Central Americans that use human-trafficking organizations to enter the US can expect to pay between US$2,500 and US$5,000. According to the PFP, this price includes insurance: migrants that are detained by the Border Patrol get a second, no-cost chance to cross the border.
When moving people from Central America to the US, the PFP states that organizations bring migrants into Mexico through Chiapas. From there
they go to various points in the southeastern coastal state of
Veracruz. Once in Veracruz, migrants are moved along four distinct paths.
Some are brought across central Mexico and up the western coast, some are moved up the center of the
nation and while others go north to Tamaulipas.

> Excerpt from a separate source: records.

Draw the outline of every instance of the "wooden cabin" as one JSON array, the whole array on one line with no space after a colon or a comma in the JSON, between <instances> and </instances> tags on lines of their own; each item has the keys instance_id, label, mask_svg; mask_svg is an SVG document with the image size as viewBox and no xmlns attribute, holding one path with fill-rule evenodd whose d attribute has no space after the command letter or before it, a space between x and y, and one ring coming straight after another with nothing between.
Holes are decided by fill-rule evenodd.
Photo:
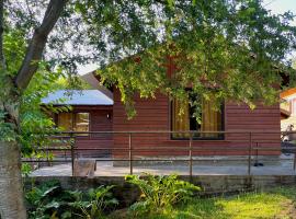
<instances>
[{"instance_id":1,"label":"wooden cabin","mask_svg":"<svg viewBox=\"0 0 296 219\"><path fill-rule=\"evenodd\" d=\"M43 100L54 107L69 106L69 111L53 113L53 119L64 131L112 131L113 100L99 90L58 90ZM113 146L111 134L78 134L79 155L106 157ZM104 150L83 150L104 148Z\"/></svg>"},{"instance_id":2,"label":"wooden cabin","mask_svg":"<svg viewBox=\"0 0 296 219\"><path fill-rule=\"evenodd\" d=\"M90 78L92 82L98 80L95 77L86 78ZM65 130L114 131L114 134L91 134L77 138L78 148L98 149L88 152L92 157L113 155L126 159L129 140L135 158L189 155L187 150L182 150L182 147L190 146L189 134L150 132L180 130L205 131L192 136L192 147L195 148L193 155L247 155L250 146L275 149L274 151L252 150L252 154L281 154L280 104L273 106L259 104L255 110L250 110L244 104L238 105L225 101L217 112L213 111L210 102L204 101L201 103L202 124L198 124L192 117L190 106L180 117L178 113L180 103L170 101L160 93L156 99L140 99L139 95L135 95L137 115L128 119L116 87L112 89L113 93L110 96L105 94L106 91L104 93L98 90L80 92L82 95L79 91L75 91L70 101L55 103L56 106L72 106L71 112L55 114L55 122ZM65 91L54 93L44 101L45 104L53 103L53 100L64 96L64 93ZM129 139L127 132L121 134L121 131L139 132L133 134ZM110 148L110 150L100 148Z\"/></svg>"}]
</instances>

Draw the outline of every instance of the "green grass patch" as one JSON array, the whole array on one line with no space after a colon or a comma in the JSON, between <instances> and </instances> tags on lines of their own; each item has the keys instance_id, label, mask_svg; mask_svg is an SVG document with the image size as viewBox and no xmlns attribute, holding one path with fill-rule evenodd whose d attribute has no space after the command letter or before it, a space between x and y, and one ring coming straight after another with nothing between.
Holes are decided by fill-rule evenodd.
<instances>
[{"instance_id":1,"label":"green grass patch","mask_svg":"<svg viewBox=\"0 0 296 219\"><path fill-rule=\"evenodd\" d=\"M115 214L116 215L116 214ZM111 218L134 218L121 211ZM145 219L267 219L296 217L296 187L274 188L235 196L194 198L187 204L137 218Z\"/></svg>"}]
</instances>

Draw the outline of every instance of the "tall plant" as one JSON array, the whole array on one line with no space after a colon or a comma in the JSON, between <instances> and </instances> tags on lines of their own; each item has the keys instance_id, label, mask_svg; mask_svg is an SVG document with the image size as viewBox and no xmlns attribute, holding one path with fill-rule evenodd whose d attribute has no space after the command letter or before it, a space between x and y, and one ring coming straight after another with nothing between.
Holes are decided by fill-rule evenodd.
<instances>
[{"instance_id":1,"label":"tall plant","mask_svg":"<svg viewBox=\"0 0 296 219\"><path fill-rule=\"evenodd\" d=\"M179 180L175 174L160 176L146 173L143 176L127 175L125 180L141 191L140 199L130 206L136 215L166 210L190 200L201 191L198 186Z\"/></svg>"}]
</instances>

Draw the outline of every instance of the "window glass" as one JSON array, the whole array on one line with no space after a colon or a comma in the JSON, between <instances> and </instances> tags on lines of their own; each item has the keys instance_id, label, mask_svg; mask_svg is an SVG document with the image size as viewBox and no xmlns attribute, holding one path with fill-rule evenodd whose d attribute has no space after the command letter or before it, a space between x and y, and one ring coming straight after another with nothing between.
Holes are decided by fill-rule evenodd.
<instances>
[{"instance_id":1,"label":"window glass","mask_svg":"<svg viewBox=\"0 0 296 219\"><path fill-rule=\"evenodd\" d=\"M77 113L76 114L76 124L75 130L76 131L89 131L89 113Z\"/></svg>"},{"instance_id":2,"label":"window glass","mask_svg":"<svg viewBox=\"0 0 296 219\"><path fill-rule=\"evenodd\" d=\"M190 96L189 100L181 103L180 101L172 101L172 130L174 131L219 131L223 130L223 104L220 111L214 108L212 101L201 101L201 111L198 119L196 119L195 107L189 103L194 102L194 97ZM184 105L183 112L180 112L181 104ZM189 134L172 134L173 139L187 139ZM220 139L223 134L194 134L194 139Z\"/></svg>"},{"instance_id":3,"label":"window glass","mask_svg":"<svg viewBox=\"0 0 296 219\"><path fill-rule=\"evenodd\" d=\"M72 119L73 119L72 113L59 113L58 126L65 131L70 131L72 130Z\"/></svg>"},{"instance_id":4,"label":"window glass","mask_svg":"<svg viewBox=\"0 0 296 219\"><path fill-rule=\"evenodd\" d=\"M58 126L64 131L89 131L89 113L59 113Z\"/></svg>"}]
</instances>

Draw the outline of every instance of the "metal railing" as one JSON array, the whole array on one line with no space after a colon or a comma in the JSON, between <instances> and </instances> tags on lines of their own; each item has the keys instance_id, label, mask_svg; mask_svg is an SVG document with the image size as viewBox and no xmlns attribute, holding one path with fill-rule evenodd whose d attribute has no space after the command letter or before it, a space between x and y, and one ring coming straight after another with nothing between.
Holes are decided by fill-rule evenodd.
<instances>
[{"instance_id":1,"label":"metal railing","mask_svg":"<svg viewBox=\"0 0 296 219\"><path fill-rule=\"evenodd\" d=\"M171 139L171 136L173 134L179 134L179 135L186 135L186 139L178 140L178 139ZM224 135L224 139L219 140L205 140L205 139L194 139L194 135L203 135L203 134L212 134L212 135ZM274 153L281 153L281 139L283 139L283 136L288 136L292 134L296 134L296 131L246 131L246 130L236 130L236 131L168 131L168 130L140 130L140 131L65 131L60 132L58 135L54 136L48 136L48 138L52 139L62 139L60 141L60 145L56 146L46 146L43 148L36 148L36 151L44 151L46 153L52 152L56 155L56 158L49 160L49 159L23 159L23 162L33 162L33 163L64 163L64 162L71 162L71 171L72 175L75 172L75 160L77 159L77 153L79 151L103 151L103 150L111 150L112 153L115 151L115 155L109 157L109 158L95 158L95 163L101 162L101 161L123 161L123 162L128 162L129 166L129 174L134 173L134 163L137 161L152 161L152 162L158 162L158 161L184 161L189 163L189 175L190 177L193 176L193 166L195 161L202 161L202 159L194 159L195 157L203 154L203 153L213 153L216 155L219 154L228 154L228 152L232 152L231 154L243 154L243 158L246 157L246 162L247 162L247 174L251 175L251 168L252 168L252 162L255 161L258 162L258 157L260 154L265 155L266 158L270 154ZM77 141L79 138L80 141L82 142L83 140L90 140L90 139L95 139L95 136L111 136L111 141L114 140L116 135L124 136L124 138L127 138L126 146L125 147L117 147L116 143L112 146L101 146L101 147L77 147ZM139 139L141 138L141 135L164 135L167 139L164 141L169 141L170 146L167 146L163 143L155 143L155 146L145 146L141 143L133 143L134 139ZM240 135L240 138L236 139L229 135ZM260 139L262 137L265 137L263 139ZM259 136L259 137L258 137ZM275 137L272 139L271 137ZM271 138L271 140L270 140ZM101 137L102 139L102 137ZM162 140L163 140L162 139ZM180 143L180 141L182 141ZM98 140L100 142L100 140ZM125 142L125 141L124 141ZM177 146L174 142L179 142ZM201 143L212 143L213 146L200 146ZM229 146L217 146L217 142L219 143L225 143ZM236 147L236 143L242 143L242 146ZM181 145L181 146L180 146ZM270 146L271 145L271 146ZM272 146L276 145L276 146ZM293 159L293 170L295 171L296 169L296 146L295 147L286 147L285 149L288 149L293 151L294 153L294 159ZM162 155L166 158L153 158L153 155L143 155L145 159L139 159L136 155L141 154L145 152L150 152L152 154L158 154L160 151L168 151L168 155ZM64 152L64 159L60 159L60 152ZM123 158L122 154L128 154L127 158ZM181 153L182 155L171 155L172 158L167 158L170 157L169 153ZM185 154L185 155L184 155ZM152 157L152 158L151 158ZM184 159L185 157L185 159ZM231 159L231 155L228 154L227 161L236 161L235 159ZM265 161L271 160L270 158L266 159ZM207 159L208 160L208 159ZM264 160L261 158L261 160Z\"/></svg>"}]
</instances>

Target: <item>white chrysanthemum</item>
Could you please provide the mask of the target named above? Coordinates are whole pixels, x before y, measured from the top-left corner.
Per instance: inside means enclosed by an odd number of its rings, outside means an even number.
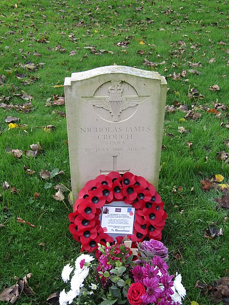
[[[61,277],[65,283],[69,281],[69,277],[73,269],[73,267],[71,267],[70,264],[68,264],[64,267],[61,273]]]
[[[71,290],[68,292],[67,295],[69,303],[71,304],[73,301],[73,299],[76,296],[78,295],[78,294],[77,294],[76,291],[73,291],[73,290]]]
[[[177,272],[177,276],[174,281],[174,286],[175,287],[176,291],[178,292],[182,298],[184,298],[186,295],[186,291],[185,288],[181,284],[182,278],[181,274],[178,274]]]
[[[179,302],[179,304],[182,304],[182,302],[181,296],[176,291],[176,289],[174,286],[172,286],[171,288],[174,291],[174,293],[173,294],[170,295],[172,300],[174,301],[174,302]]]
[[[59,303],[60,305],[67,305],[68,302],[68,294],[65,292],[65,289],[64,289],[60,293]]]
[[[90,263],[94,260],[94,258],[89,254],[81,254],[75,260],[75,265],[76,268],[80,268],[80,263],[83,259],[85,260],[85,263]]]
[[[93,284],[93,283],[92,283],[91,286],[90,286],[89,287],[93,290],[96,290],[96,289],[98,288],[98,286],[95,284]]]

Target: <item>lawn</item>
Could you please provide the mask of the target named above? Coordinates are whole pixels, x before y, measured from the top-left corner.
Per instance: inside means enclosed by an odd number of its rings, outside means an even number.
[[[168,217],[162,241],[170,273],[182,275],[183,304],[212,303],[195,286],[229,275],[228,209],[214,200],[224,194],[228,208],[226,4],[2,0],[0,291],[15,276],[31,272],[36,292],[17,304],[46,303],[64,288],[63,267],[79,252],[68,231],[65,77],[113,65],[166,77],[158,191]],[[53,197],[60,184],[63,200]],[[209,227],[222,228],[223,235],[212,237]]]

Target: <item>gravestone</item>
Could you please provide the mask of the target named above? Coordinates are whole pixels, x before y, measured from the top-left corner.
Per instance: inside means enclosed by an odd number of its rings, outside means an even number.
[[[157,188],[167,83],[157,72],[112,66],[65,81],[73,201],[89,180],[112,171]]]

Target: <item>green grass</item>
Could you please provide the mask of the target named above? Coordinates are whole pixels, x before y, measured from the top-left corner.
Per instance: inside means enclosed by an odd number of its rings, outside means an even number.
[[[0,223],[5,226],[0,228],[0,291],[15,283],[15,276],[22,278],[32,272],[29,283],[36,293],[33,297],[23,296],[17,304],[45,303],[51,293],[63,288],[60,279],[63,266],[74,260],[79,251],[79,245],[68,231],[68,209],[71,208],[68,193],[65,193],[65,204],[53,199],[53,187],[44,187],[48,181],[53,186],[62,183],[71,188],[66,121],[57,113],[58,110],[64,111],[64,106],[45,107],[47,99],[53,95],[63,96],[63,87],[54,86],[63,84],[65,77],[73,72],[114,64],[156,71],[168,76],[192,69],[188,62],[201,62],[203,67],[196,68],[201,75],[187,71],[185,79],[188,81],[167,78],[170,89],[166,105],[177,101],[190,109],[193,104],[212,108],[218,99],[228,107],[228,45],[220,42],[228,43],[226,9],[223,0],[1,1],[0,75],[7,78],[0,85],[0,96],[10,97],[6,102],[2,98],[1,102],[15,105],[25,102],[14,96],[15,93],[33,97],[31,112],[0,108],[0,185],[7,181],[10,185],[6,190],[0,188]],[[38,42],[42,38],[49,42]],[[145,44],[139,44],[141,40]],[[123,41],[129,41],[127,47],[116,45]],[[179,41],[186,45],[183,53]],[[66,51],[58,50],[60,45]],[[96,55],[85,48],[92,46],[98,52],[106,50],[113,54]],[[35,50],[42,56],[33,55]],[[73,50],[76,54],[69,56]],[[139,50],[144,54],[140,55]],[[215,62],[209,64],[212,58]],[[165,64],[151,68],[143,65],[145,58],[158,63],[165,60]],[[44,65],[36,71],[26,71],[21,65],[27,62]],[[16,72],[27,74],[26,80],[33,76],[39,78],[23,86]],[[215,84],[219,91],[209,90]],[[204,99],[188,98],[192,88],[203,95]],[[221,122],[228,122],[228,115],[222,111],[219,118],[214,113],[200,112],[202,116],[197,121],[185,122],[179,119],[185,113],[166,114],[164,133],[174,136],[163,137],[167,149],[162,152],[159,184],[168,214],[162,241],[169,249],[170,272],[182,273],[187,292],[185,305],[192,300],[211,304],[209,298],[195,288],[196,281],[209,284],[228,276],[228,272],[227,211],[217,210],[214,201],[222,193],[219,190],[205,192],[199,182],[216,174],[221,174],[225,177],[223,182],[228,182],[228,164],[217,159],[217,152],[229,152],[224,143],[228,137],[228,129],[220,127]],[[20,124],[28,125],[26,131],[8,130],[4,121],[8,116],[19,117]],[[56,129],[45,132],[44,127],[49,124]],[[179,126],[190,132],[180,134]],[[190,149],[186,141],[192,143]],[[6,151],[7,147],[25,151],[38,142],[43,150],[36,158],[24,154],[18,160]],[[24,165],[36,173],[28,175]],[[65,174],[41,179],[41,170],[56,168]],[[175,186],[182,186],[183,191],[174,193]],[[10,192],[13,187],[20,189],[18,194]],[[192,187],[194,191],[191,192]],[[34,199],[35,192],[41,194],[39,199]],[[36,227],[18,223],[17,217]],[[223,228],[223,236],[213,240],[204,237],[205,228],[212,223]],[[177,253],[181,255],[180,259],[175,258]]]

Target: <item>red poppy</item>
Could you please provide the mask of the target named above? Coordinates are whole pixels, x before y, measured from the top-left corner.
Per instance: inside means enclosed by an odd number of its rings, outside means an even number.
[[[100,241],[99,237],[97,235],[95,238],[92,239],[90,237],[86,238],[85,242],[82,243],[82,248],[85,251],[89,253],[94,251],[98,248],[98,243]],[[80,238],[80,242],[81,238]]]
[[[139,232],[144,235],[147,235],[148,233],[148,223],[145,221],[145,223],[139,224],[137,221],[134,223],[134,229],[137,232]]]
[[[103,195],[101,190],[97,188],[96,190],[91,191],[89,196],[85,199],[86,202],[91,202],[95,205],[97,208],[103,206],[106,202],[106,199]]]
[[[101,185],[108,186],[109,188],[112,187],[112,178],[105,175],[99,175],[95,179],[95,185],[99,188]]]
[[[85,199],[83,199],[82,198],[81,199],[77,199],[76,202],[75,202],[75,204],[74,205],[74,210],[76,211],[78,209],[78,206],[79,206],[79,205],[82,203],[82,202],[85,202]]]
[[[83,202],[79,204],[78,211],[85,219],[93,219],[95,218],[96,207],[94,203],[83,200]]]
[[[138,187],[141,187],[144,189],[147,187],[148,185],[148,182],[146,180],[145,178],[141,177],[141,176],[135,176],[136,182],[135,182],[135,185]]]
[[[113,192],[108,186],[100,185],[98,190],[102,191],[102,194],[107,203],[111,202],[113,200]]]
[[[138,189],[137,186],[133,185],[131,185],[127,188],[123,188],[123,194],[126,198],[127,200],[132,201],[134,200],[137,195],[137,189]]]
[[[136,176],[132,173],[127,172],[123,175],[122,178],[122,185],[124,188],[134,185],[136,182]]]
[[[75,211],[73,213],[70,213],[68,215],[68,219],[70,222],[73,223],[75,221],[75,218],[79,215],[79,212],[78,211]]]

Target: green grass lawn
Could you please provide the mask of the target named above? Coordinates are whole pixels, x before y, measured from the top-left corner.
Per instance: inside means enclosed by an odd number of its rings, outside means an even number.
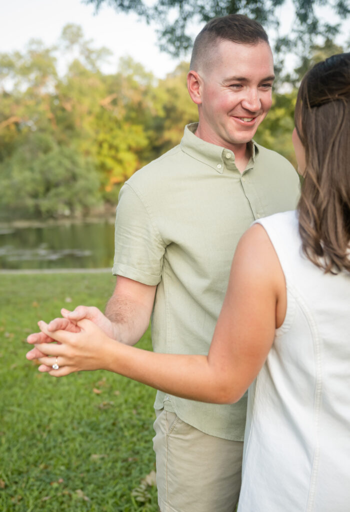
[[[56,379],[25,358],[38,320],[80,304],[103,310],[115,279],[0,275],[2,512],[158,510],[154,390],[102,371]],[[149,331],[139,346],[151,348]]]

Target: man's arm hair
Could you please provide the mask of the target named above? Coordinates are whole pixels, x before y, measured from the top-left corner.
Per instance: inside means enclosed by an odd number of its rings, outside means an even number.
[[[139,341],[148,327],[156,289],[156,286],[117,276],[105,311],[113,324],[116,339],[128,345]]]

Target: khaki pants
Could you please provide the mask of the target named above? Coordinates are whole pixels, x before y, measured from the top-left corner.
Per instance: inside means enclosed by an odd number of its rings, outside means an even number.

However, in the end, all the paths end in Sonora where migrants are taken
across dangerous desert terrain in an attempt to enter the US.
Migrant deaths
In the first seven months of 2003, Mexico's Secretariat of Exterior Relations reported that 282 Mexicans died while trying to cross to the US. This is a 20% increase in the number of deaths when compared to the same period in 2002.
In 2000, 311 undocumented migrants died while attempting to enter the US. In 2001, the figure rose to 491. In 2002, the number of deaths dropped to 371.
Chihuahua detentions of non-Mexicans
Mexico's National Migration Institute, which is partially responsible for enforcing Mexican immigration laws, reports that detentions of undocumented migrants in Chihuahua are up 15% compared to a year ago. So far in 2003, 1,831 people have been detained in Chihuahua for violating immigration laws. The Institute also noted that these people are from approximately 20 different countries.
Statistics from the US Bureau of Customs and Border Protection
Since 2000, the US Bureau of Customs and Border Protection has seen a 35% reduction in the number of human smugglers that it and its predecessor organizations detained. In fiscal year 2000, authorities arrested 2,099 "coyotes." For 2001 and 2002, this figure was 1,784 and 1,397 respectively.
According to Doug Mossier, spokesperson for the Border Patrol's El Paso Sector, the decrease in the number of arrested human smugglers is possibly due to tightened border security. With more eyes on the border, less people dare cross it.
Mossier told the Ciudad Juárez newspaper El Diario that coyotes charges between US$100 and US$500 to cross people over the border from Cd. Juárez to El Paso. Moving people from the interior of Mexico into the US costs from between US$1,500 and US$5,000. From Asia, people pay as much as US$40,000 to get to the US.
El Diario also reported that other recent Border Patrol statistics indicate that at least 20 networks of coyotes are at work in Ciudad Juárez.
Undocumented migrants stay longer in the US
Rodolfo Rubio, a researcher at the Colegio de la Frontera Norte (Colef), says that less human traffickers are getting caught because less people are crossing the border illegally.
"Now that it is harder than ever to enter the US, undocumented migrants are prolonging their stays there," Rubio said.
According to Colef data, before 1994, undocumented migrants stayed on average six months in the US before returning to Mexico. Now, the average stay is eighteen months.